Trotz der Ausweitung des traditionellen historiografischen Quellenkanons durch die Visual History-Forschung und somit einer Abgrenzung vom bildanalytisch-fokussierten Gegenstandsbereich der Kunstgeschichte fielen einige Aspekte bisher weitestgehend heraus – so auch die Planungsgeschichte. Obwohl Visualisierungen als „Kommunikationsbeschleuniger“[4] seit der Etablierung einer professionellen Stadtplanungs-Disziplin hohe Relevanz besaßen und sich parallel zum Aufstieg der Massenmedien Print und Fotografie zu Beginn des 20. Jahrhunderts verorteten, wurde die komplexe Rolle visueller Medien für die Stadtplanungsgeschichte bisher jedoch weitestgehend in geschichtswissenschaftlichen Betrachtungen ausgespart.

Vizepräsident der Deutschen Bauakademie Edmund Collein am Modell der Bebauung der Stalinallee (1952). Quelle: Landesarchiv Berlin ©

Das seit April 2017 laufende Dissertationsprojekt untersucht den sich wandelnden Medieneinsatz und Stellenwert von Visualisierungen in lokalen Stadtplanungsdebatten der Berliner Öffentlichkeit im Laufe des 20. Jahrhunderts. In der sozial- und medienhistoriografischen Arbeit werden anhand ausgewählter Beispiele der Berliner Bebauungsgeschichte aus verschiedenen Zeitphasen (zwischen1910 und 1990) schlaglichtartig zeitgenössische Schnittpunkte zwischen Stadtplanung, Gesellschaft, Öffentlichkeit sowie Medientechnologie und -einsatz erforscht.

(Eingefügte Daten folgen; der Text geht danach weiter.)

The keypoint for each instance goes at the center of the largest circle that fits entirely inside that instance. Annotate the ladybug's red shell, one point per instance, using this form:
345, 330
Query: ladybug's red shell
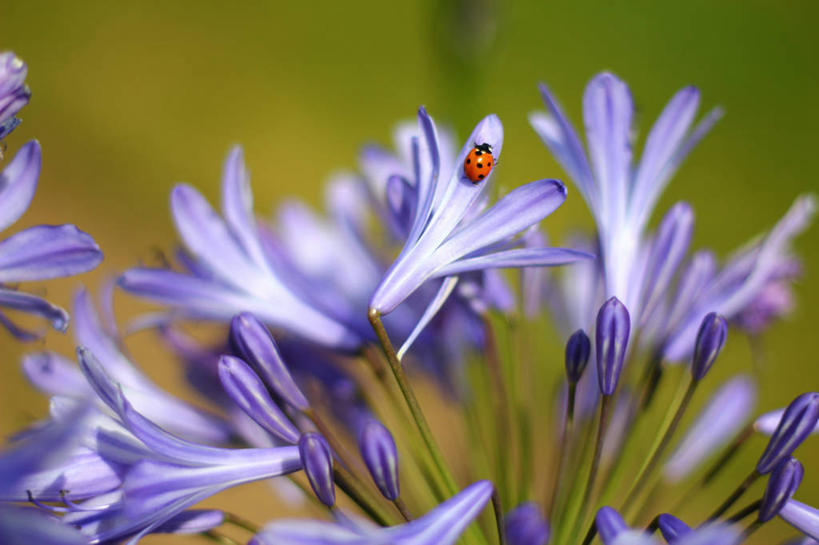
478, 163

Um die historischen Prozesse von Mediatisierung und Medienwandel einzuordnen, sollen die Erkenntnisse zu Nutzung und Stellenwert von visuellen Medien aus den Fallbeispielen in Form einer diachronen Vergleichsgeschichte systematisch kontextualisiert werden. Dabei wird zum einen die Frage berücksichtigt, inwieweit sich bestimmte Strategien im Einsatz von Visualisierungen erkennen lassen; zum anderen, ob mögliche Kontinuitätslinien bzw. Brüche der Mediatisierungs- und Visualisierungsprozesse im Verlauf des 20. Jahrhunderts für Berlin herausgestellt werden können.

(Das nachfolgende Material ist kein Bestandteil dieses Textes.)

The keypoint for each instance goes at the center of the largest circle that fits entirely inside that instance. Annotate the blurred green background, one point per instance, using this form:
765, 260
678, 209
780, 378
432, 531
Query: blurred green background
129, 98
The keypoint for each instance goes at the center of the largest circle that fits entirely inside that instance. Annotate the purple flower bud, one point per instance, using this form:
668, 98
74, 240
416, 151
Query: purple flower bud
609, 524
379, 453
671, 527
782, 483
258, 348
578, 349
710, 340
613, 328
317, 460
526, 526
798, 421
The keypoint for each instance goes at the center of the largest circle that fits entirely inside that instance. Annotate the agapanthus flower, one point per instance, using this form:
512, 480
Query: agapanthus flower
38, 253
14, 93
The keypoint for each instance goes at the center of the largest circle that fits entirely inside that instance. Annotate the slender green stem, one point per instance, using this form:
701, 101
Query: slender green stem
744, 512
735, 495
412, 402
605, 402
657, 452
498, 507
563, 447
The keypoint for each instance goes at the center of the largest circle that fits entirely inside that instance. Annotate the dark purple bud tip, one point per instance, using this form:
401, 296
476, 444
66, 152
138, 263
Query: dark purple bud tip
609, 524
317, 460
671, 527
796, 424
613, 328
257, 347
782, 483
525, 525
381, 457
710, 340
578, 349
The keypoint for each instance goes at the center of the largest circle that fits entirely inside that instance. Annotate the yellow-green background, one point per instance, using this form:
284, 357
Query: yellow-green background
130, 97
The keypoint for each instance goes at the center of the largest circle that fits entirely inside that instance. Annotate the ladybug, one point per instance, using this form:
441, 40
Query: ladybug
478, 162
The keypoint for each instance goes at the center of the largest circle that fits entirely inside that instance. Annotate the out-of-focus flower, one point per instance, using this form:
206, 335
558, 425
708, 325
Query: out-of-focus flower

Ein Stadtmodell als Medium zur Information der Öffentlichkeit, Berlin 1956. Quelle: Landesarchiv Berlin ©

Der Begriff der Planungskommunikation nimmt dabei eine zentrale Rolle ein, da sich das Forschungsvorhaben auf den Einsatz visueller Mittel im Austausch- und Verständigungsprozess zwischen Planern und Öffentlichkeit fokussiert. Damit sind auch stadtbaukulturelle Kontexte verbunden, wie das sich wandelnde Verständnis und die Rollenzuschreibung von stadtplanerischer Kompetenz, Verantwortung, Zuständigkeiten sowie Entscheidungsgewalten an Stadtplanungsprozessen. So soll die ursprüngliche Annahme, dass Visualisierungen komplexe Zusammenhänge vereinfachend darstellen, dahingehend hinterfragt werden, dass die visuelle Abstraktion auch zu Problemen in der öffentlichen Rezeption führen kann.

Medien-Bus zur Vermittlung von Wettbewerbsergebnissen zu den „Strategien für Kreuzberg“ 1977, aus: Volker von Tiedemann u.a., Bürgerbeteiligung bei der Stadterneuerung. Beispiel: Strategien für Kreuzberg, Bonn 1980 ©

Im historischen Kontext erscheint vor allem die Vermittlung städtebaulicher Planung als Vorstellung einer relativ kleinen Expertengruppe an eine Laien-Öffentlichkeit vordringlich. Aber auch Visualisierungen von der allgemeinen Öffentlichkeit als Kommunikationsstrategie an die stadtplanerischen Instanzen und Entscheidungsträger spielten eine maßgebliche Rolle in Stadtplanungsdebatten, vor allem in der zweiten Hälfte des 20. Jahrhunderts. So kulminierten beispielsweise die öffentlichen Forderungen – zum einen nach Transparenz von, zum anderen nach gesellschaftlicher Beteiligung an Planungs- sowie Entscheidungsprozessen – mit dem zeitgenössischen Medienwandel und bedingten neue Formen bzw. die Ausdifferenzierung, Umfunktionierung oder den Verwurf alter Formen visueller Kommunikation.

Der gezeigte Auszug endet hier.